David Millar (Garmin), qui revendique son étiquette de «repenti» du cyclisme, a remporté la 12e étape du Tour de France à Annonay, où Bradley Wiggins (Sky) a conservé son maillot jaune de leader. Sur la ligne, Millar a devancé au sprint le Français Jean-Christophe Péraud, le médaillé d’argent des JO 2008 en VTT, avant l’arrivée de leurs trois compagnons d’échappée, dans l’ordre l’Espagnol Egoi Martinez, le Français Cyril Gautier et le Croate Robert Kiserlovski. Le peloton s’est présenté à l’arrivée avec près de huit minutes de retard.

«Je suis un ex-dopé et maintenant je suis propre. Je veux montrer à tout le monde que l’on peut gagner comme ça», a déclaré Millar qui, à 35 ans, participe pour la 11e fois au Tour de France. Passé professionnel en 1997, il a porté le maillot jaune en 2000 après sa victoire dans le contre-la-montre d’ouverture au Futuroscope et a gagné à deux autres reprises, une étape en ligne à Béziers en 2002 et le contre-la-montre de Nantes en 2003. Suspendu pendant deux ans pour dopage en 2004, il s’est investi dans la lutte antidopage pour son retour dans le peloton.

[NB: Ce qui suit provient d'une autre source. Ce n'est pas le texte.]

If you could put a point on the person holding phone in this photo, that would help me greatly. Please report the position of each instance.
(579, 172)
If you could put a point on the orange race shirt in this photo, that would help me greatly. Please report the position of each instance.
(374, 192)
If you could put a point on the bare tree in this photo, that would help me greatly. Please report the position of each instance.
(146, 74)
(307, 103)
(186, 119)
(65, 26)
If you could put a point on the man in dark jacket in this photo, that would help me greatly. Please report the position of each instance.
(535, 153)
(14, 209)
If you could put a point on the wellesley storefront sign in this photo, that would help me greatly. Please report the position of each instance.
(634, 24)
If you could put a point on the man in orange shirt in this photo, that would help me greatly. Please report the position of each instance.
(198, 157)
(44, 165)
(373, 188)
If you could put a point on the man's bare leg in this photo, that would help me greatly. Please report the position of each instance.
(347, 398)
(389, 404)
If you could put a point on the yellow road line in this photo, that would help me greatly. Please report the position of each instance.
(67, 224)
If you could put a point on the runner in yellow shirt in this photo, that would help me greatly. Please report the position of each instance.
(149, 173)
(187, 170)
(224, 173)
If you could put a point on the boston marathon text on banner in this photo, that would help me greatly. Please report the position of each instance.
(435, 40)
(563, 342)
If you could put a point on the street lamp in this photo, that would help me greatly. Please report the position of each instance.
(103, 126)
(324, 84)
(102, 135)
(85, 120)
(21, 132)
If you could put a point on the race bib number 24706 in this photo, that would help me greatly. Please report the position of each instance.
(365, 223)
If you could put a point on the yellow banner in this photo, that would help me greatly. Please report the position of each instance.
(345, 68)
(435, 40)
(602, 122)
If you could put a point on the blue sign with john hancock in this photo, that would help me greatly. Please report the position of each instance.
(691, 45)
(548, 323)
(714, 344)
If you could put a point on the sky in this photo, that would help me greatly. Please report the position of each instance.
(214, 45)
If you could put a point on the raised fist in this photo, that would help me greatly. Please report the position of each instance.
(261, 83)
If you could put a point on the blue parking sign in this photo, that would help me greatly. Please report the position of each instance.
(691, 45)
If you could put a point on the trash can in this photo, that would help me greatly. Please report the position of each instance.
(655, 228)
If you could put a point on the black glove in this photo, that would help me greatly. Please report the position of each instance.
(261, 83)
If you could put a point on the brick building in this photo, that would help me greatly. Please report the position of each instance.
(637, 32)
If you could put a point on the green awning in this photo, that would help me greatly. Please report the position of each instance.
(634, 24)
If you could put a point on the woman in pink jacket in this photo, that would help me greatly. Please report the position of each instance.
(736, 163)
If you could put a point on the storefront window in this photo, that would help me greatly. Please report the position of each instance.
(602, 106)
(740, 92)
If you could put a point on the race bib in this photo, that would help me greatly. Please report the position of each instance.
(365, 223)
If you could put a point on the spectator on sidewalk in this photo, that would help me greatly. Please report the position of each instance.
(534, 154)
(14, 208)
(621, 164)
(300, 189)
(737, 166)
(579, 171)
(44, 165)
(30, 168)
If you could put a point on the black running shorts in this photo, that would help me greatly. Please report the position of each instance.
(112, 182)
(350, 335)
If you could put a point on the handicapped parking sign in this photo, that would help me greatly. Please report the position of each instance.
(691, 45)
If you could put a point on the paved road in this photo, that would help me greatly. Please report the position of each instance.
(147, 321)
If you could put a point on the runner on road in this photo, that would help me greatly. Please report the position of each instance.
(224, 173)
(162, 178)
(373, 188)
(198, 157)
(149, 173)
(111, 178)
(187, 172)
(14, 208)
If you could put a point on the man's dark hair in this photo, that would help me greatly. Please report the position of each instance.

«C’était une question de détermination», a déclaré Millar, qui s’est allongé sur la chaussée pour récupérer après ce sprint. «On a perdu nos leaders pour le classement général, on a dû changer nos objectifs. Je ne m’attendais pas à gagner cette étape, à cause des deux cols de première catégorie au début.»

Tom Simpson, il y a 45 ans

Le Britannique a souligné que la date coïncidait avec «l’anniversaire (de la mort) de Tom Simpson», décédé sur les pentes du mont Ventoux dans le Tour 1967. Le dopage avait alors été évoqué pour expliquer le tragique événement au retentissement énorme.

L’Ecossais né à Malte, qui a grandi à Hongkong où il avait suivi son père, pilote à la Royal Air Force, avant de revenir en Europe, a insisté sur son parcours d’ancien dopé: «C’est quelque chose qu’on ne peut pas oublier. Le vélo a traversé de mauvaises passes, et maintenant on a un autre sport.»